The IFS say that:
"Public spending on the UK NHS has increased faster than economy-wide inflation since the 1950s, with an average real growth rate of 4.0 per cent a year between 1949/50 and 2010/11"This is a silly statement because it is a wide date range, with some widely different government policies and it makes no sense to give an average. They may as well tell us that the average person has just under two legs, it has just as much meaning. Also, an average increase of 4% a year is a geometric increase (ie non-linear, the gradiet of the graph is not constant) whereas the actual data shows that the increases were broadly linear with three general trends.

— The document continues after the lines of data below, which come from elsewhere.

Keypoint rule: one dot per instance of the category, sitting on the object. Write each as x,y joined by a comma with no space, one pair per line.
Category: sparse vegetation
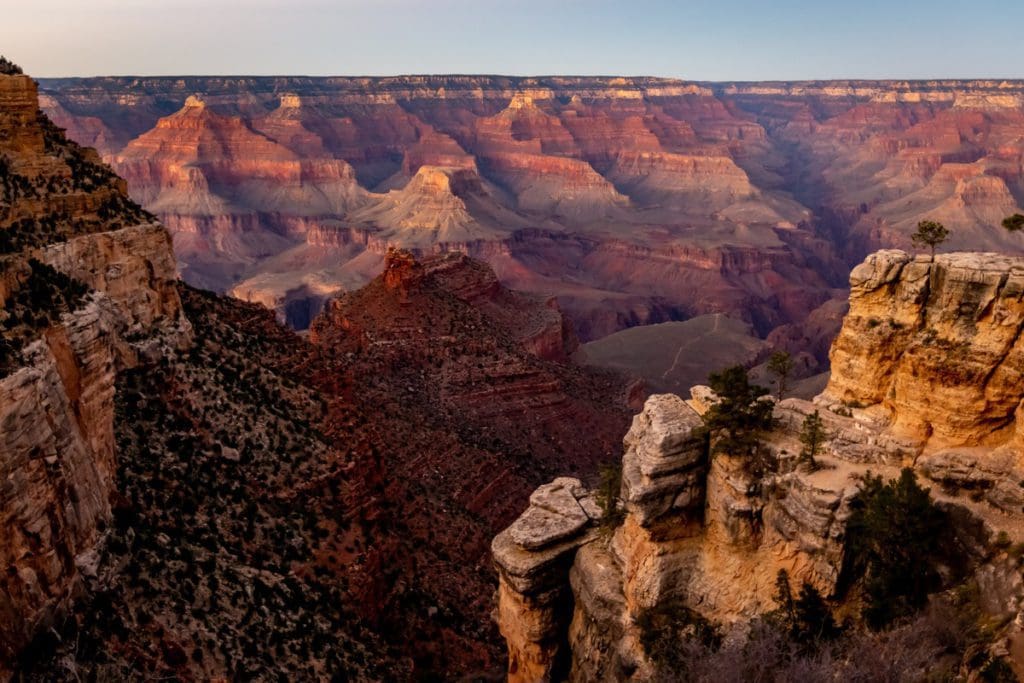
894,542
39,300
608,494
780,366
812,436
1014,223
930,233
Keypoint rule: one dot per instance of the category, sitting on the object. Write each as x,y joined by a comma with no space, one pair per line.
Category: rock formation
195,492
57,455
925,374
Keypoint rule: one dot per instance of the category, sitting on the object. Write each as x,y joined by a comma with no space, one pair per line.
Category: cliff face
934,347
926,373
65,219
712,537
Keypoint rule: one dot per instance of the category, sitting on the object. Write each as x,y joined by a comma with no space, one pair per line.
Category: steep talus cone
57,458
532,557
699,534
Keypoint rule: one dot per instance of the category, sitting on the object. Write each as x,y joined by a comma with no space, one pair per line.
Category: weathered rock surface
926,373
57,460
935,348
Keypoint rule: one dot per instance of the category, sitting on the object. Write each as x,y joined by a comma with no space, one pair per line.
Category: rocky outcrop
532,558
935,348
710,536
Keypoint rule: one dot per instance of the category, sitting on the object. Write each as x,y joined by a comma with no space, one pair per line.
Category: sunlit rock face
926,373
66,211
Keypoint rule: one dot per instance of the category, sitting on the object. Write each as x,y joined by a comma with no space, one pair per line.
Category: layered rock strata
57,458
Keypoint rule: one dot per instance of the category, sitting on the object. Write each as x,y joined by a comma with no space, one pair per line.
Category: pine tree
780,365
736,421
812,436
930,233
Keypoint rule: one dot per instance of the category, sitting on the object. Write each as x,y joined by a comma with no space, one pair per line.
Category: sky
707,40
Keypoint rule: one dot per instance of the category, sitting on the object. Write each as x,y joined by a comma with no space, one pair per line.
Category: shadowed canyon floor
195,492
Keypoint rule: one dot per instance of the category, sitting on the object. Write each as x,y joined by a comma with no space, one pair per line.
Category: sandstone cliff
925,374
62,213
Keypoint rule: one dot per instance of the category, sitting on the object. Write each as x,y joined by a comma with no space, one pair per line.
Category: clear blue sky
698,39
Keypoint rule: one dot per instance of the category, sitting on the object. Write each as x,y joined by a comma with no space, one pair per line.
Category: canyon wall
926,374
57,378
751,199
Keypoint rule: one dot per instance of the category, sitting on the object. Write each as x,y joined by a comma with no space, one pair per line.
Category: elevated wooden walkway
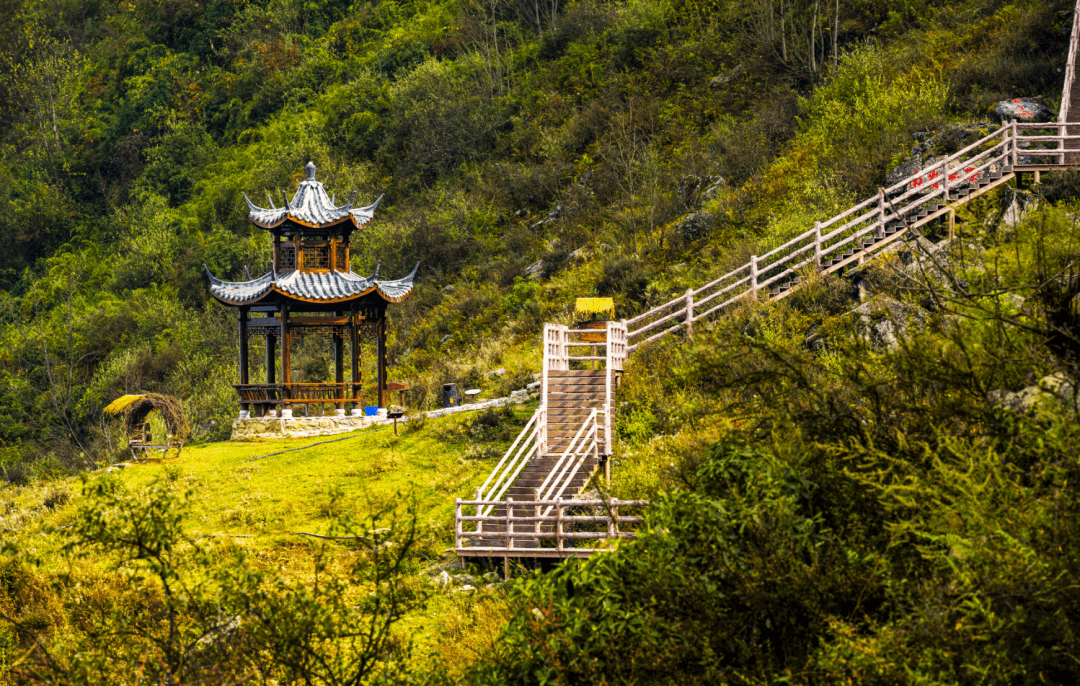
530,505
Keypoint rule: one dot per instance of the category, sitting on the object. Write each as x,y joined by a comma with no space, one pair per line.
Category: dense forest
826,507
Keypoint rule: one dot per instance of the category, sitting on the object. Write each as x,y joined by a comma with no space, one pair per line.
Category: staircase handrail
563,480
548,487
899,201
1070,66
516,460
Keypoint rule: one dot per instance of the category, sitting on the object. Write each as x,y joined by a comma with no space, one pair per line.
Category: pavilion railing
266,395
860,231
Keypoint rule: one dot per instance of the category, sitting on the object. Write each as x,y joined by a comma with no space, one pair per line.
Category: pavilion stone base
270,428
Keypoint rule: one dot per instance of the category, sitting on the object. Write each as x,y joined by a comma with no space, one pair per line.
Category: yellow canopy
595,306
121,404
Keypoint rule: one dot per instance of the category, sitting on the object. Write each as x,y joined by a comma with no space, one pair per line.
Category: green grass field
261,506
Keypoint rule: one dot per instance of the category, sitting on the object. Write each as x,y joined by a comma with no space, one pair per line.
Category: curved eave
310,225
285,294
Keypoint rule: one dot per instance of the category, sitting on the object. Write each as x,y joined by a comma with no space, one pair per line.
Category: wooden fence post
510,523
480,510
536,529
1015,149
689,311
457,523
817,244
945,178
558,526
753,277
880,232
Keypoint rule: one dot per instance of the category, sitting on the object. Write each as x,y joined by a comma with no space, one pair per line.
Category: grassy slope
268,500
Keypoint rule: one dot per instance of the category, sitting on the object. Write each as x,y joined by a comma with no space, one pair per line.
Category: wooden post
457,523
817,244
339,370
286,375
354,361
242,328
510,523
480,508
1062,131
558,526
381,352
271,366
880,232
689,311
753,277
1015,150
945,178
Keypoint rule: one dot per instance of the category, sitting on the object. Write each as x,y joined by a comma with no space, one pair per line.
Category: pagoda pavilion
310,290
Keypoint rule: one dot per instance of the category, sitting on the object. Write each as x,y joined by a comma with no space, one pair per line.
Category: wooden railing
860,231
524,447
1070,67
542,526
582,445
279,393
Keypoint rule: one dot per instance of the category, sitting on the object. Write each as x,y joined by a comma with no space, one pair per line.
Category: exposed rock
727,77
696,225
1016,209
1055,388
520,395
1023,109
1061,386
882,321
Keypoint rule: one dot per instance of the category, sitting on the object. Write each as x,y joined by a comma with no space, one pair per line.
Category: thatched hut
137,411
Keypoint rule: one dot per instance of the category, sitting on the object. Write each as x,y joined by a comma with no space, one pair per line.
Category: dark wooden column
243,353
339,367
271,368
381,344
286,376
354,358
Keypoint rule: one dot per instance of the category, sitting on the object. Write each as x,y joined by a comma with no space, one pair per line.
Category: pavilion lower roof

I have mentioned before, these three trends:
- 1974 to 1998 there is a year-on-year increase in real terms of around £1bn each year
- 1998 to 2010 there has been a real terms increase of approximately £4.8bn every year
- 2010 to 2015 there is real terms flat funding
For my analysis I only had data (for England) from 1974, the IFS show data (for the UK) from 1949 to present. This data shows that the £1bn/yr real terms increase started at about 1960. I have copied their graph (Figure 1) and coloured it to show the government in power (blue is Conservative, red is Labour):
The Wilson/Callaghan Labour government suffered from the oil crisis and IFS imposed austerity, but it still increased NHS funding overall. The Thatcher/Major period also increased NHS funding. The Cameron period is clearly a new shift, and the IFS is suggesting that a Cameron government after 2015 may provide increases somewhere between flat funding and Thatcher levels of real terms increases.